La plainte ne porte pas sur un contrat spécifique

[19] Steeple allègue que les variantes de pièces qu’elle a proposées au MDN pour les articles 9 et 10 ont été injustement jugées non conformes et que les numéros de pièces spécifiés dans la DP du MDN correspondent à des pièces qui sont utilisées par une entreprise privée au lieu de renvoyer aux numéros de pièces normalisées et utilisées dans l’industrie [14] .

[20] Les dispositions des accords commerciaux mentionnées au paragraphe 3(1) du Règlement imposent des seuils monétaires qui doivent être respectés afin qu’une procédure de marché public soit couverte par leurs chapitres respectifs [15] . Les seuils en vigueur de chaque accord commercial, pour la période du 1er janvier 2022 au 31 décembre 2023, sont publiés par le Secrétariat du Conseil du Trésor du Canada dans l’Avis sur la politique des marchés 2021-6 - Accords commerciaux : Mise à jour des seuils [16] .

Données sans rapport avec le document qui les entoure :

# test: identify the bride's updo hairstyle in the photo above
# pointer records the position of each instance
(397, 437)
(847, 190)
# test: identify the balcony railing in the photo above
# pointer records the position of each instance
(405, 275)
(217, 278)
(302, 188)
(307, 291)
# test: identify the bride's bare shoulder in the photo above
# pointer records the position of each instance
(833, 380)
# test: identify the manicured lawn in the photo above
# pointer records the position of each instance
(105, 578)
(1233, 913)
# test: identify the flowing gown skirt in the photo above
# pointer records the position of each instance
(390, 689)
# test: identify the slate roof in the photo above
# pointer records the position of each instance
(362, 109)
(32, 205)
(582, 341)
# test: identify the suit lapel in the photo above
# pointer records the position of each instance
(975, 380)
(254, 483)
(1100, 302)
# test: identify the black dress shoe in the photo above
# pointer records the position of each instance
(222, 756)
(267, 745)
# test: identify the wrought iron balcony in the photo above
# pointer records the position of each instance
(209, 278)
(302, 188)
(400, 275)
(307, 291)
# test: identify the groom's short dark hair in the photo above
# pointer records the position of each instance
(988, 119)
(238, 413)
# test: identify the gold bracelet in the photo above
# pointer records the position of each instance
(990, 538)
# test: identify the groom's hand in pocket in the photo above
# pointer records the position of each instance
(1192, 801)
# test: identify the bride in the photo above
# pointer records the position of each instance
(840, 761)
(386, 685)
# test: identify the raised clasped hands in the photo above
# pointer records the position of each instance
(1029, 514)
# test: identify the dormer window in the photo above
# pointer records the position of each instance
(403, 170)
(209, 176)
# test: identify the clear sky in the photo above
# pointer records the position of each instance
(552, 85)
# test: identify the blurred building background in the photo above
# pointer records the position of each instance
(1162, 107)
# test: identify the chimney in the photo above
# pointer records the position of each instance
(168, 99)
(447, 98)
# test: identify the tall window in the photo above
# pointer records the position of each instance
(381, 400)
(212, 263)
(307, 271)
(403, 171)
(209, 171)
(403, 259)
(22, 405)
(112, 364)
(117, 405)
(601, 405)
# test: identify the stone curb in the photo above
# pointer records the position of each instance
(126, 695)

[21] La plainte et l’appel d’offres indiquent clairement que le marché en question portait sur la fourniture de biens, à savoir des pièces de rechange pour des véhicules. De plus, l’appel d’offres indique que seul l’Accord de libre-échange canadien (ALEC) est applicable [17] .

[22] Par conséquent, le Tribunal conclut que le seuil monétaire prévu pour les biens dans l’ALEC est applicable afin de déterminer si le marché public est couvert par l’ALEC. Étant donné que le MDN est un ministère fédéral, le seuil applicable aux institutions fédérales s’applique dans le cadre de la présente analyse.

[23] Le seuil monétaire de l’ALEC pour les biens achetés par une institution fédérale est de 30 300 $.

[24] Dans son courriel envoyé au Tribunal le 1er février 2022, Steeple a indiqué que la valeur des articles achetés dont il est question dans le présent dossier, c’est-à-dire les articles 9 et 10, est de 384 $ [18] .

[25] Le Tribunal conclut donc que, même si la procédure de passation de marché dans son ensemble pourrait se rapporter à un contrat spécifique, compte tenu de sa valeur totale de 34 380 $, la valeur des biens en question (384 $) est bien inférieure au seuil prévu par l’ALEC pour ce type de marché public.

[26] Le Tribunal conclut donc que la procédure de passation de marché en question ne porte pas sur un contrat spécifique au sens de l’article 30.1 de la Loi sur le TCCE et du paragraphe 3(1) du Règlement [19] .

[27] Puisque la valeur des biens en question est inférieure au seuil prévu par l’ALEC, il se peut que le Bureau de l’ombudsman de l’approvisionnement (BOA) ait compétence. Steeple devrait tenir compte du fait qu’il peut encore être possible d’avoir accès au mécanisme de recours du BOA, étant donné que les délais que ce dernier applique sont plus longs que ceux du Tribunal.

DÉCISION

[28] Aux termes du paragraphe 30.13(1) de la Loi sur le TCCE, le Tribunal a décidé de ne pas enquêter sur la plainte.

Peter Burn

Peter Burn
Membre présidant

 



[1] Pièce PR-2021-070-01 à la p. 6.

[2] Ibid. à la p. 18.

[3] Ibid.

[4] Ibid. à la p. 17.

[5] Ibid.

[6] Ibid.

[7] Ibid. à la p. 16.

[8] Ibid.

[9] Ibid. à la p. 15.

[10] Paragraphe 6(1) du Règlement.

[11] Alinéa 7(1)a) du Règlement.

[12] Alinéa 7(1)b) du Règlement.

[13] Alinéa 7(1)c) du Règlement.

[14] Pièce PR-2021-070-01 à la p. 6.

[15] Voir les articles 504(3) et (4) de l’Accord de libre-échange canadien.

[17] Pièce PR-2021-070-01.C à la p. 12.

[18] Ibid. à la p. 43.

[19] Voir, par exemple, Providence Group c. Ministère des Affaires étrangères, du Commerce et du Développement (1er avril 2021), PR-2020-100 (TCCE).